By now, the Fish & Wildlife Conservation Order (FWSO) has become a bit of a folk hero.
This is because, for all of its flaws, it’s arguably one of the most important pieces of legislation in the history of our species.
FWSOs, as they are known, are the only law in the country that deals with fisheries management.
For many, the FWSO is a sacred cows of environmental law, one that has been upheld with almost surgical precision by the courts and the highest courts in the land.
The law is a must-read for all conservationists.
But for the conservation community, there’s also an inherent tension between its importance and the importance of the FWCO itself.
The FWSOs are a source of legal uncertainty, particularly in the area of fish management.
In order to do business with a fishery, it is important to have an understanding of the laws in force, how regulations are enforced, and what safeguards exist to ensure the health and welfare of the fish and wildlife that depend on it.

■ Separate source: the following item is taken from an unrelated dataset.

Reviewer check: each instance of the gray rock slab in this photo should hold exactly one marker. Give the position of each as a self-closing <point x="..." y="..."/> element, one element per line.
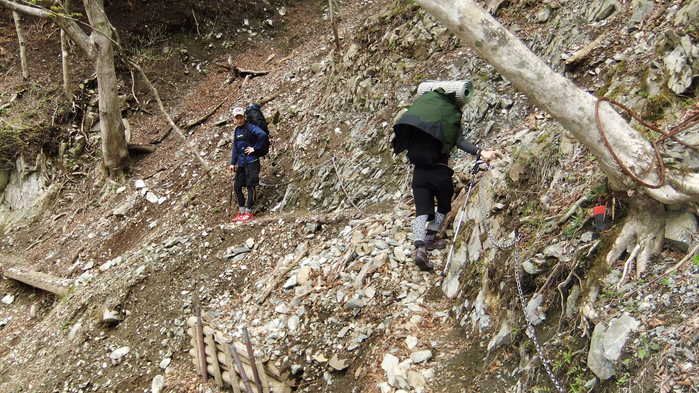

The Fish & Food Safety Act of 1978, the first law of its kind, was written in response to a growing concern about the increasing incidence of fishborne illness.
The act provides for a wide range of regulations, from quarantine and testing to fishing quotas and licensing.
It is a law designed to protect fish and shellfish, not just to protect them from disease.
For decades, it has been widely praised for its simplicity, and for its strong emphasis on environmental justice.
But there’s another aspect of the Fish&Food Safety Act that’s also been criticized: its provisions that allow fishers to petition the F&FSA for more stringent restrictions on certain fisheries.
For example, the act allows for the sale of fish caught in certain waters, like the Baja California and Santa Barbara, to be sold in certain quantities to a third party.
If the buyer is able to show that their fish was caught illegally, the fish can be sold at a price that is less than that of the actual value of the product.
This can make a huge difference in the profit margin of the fishery.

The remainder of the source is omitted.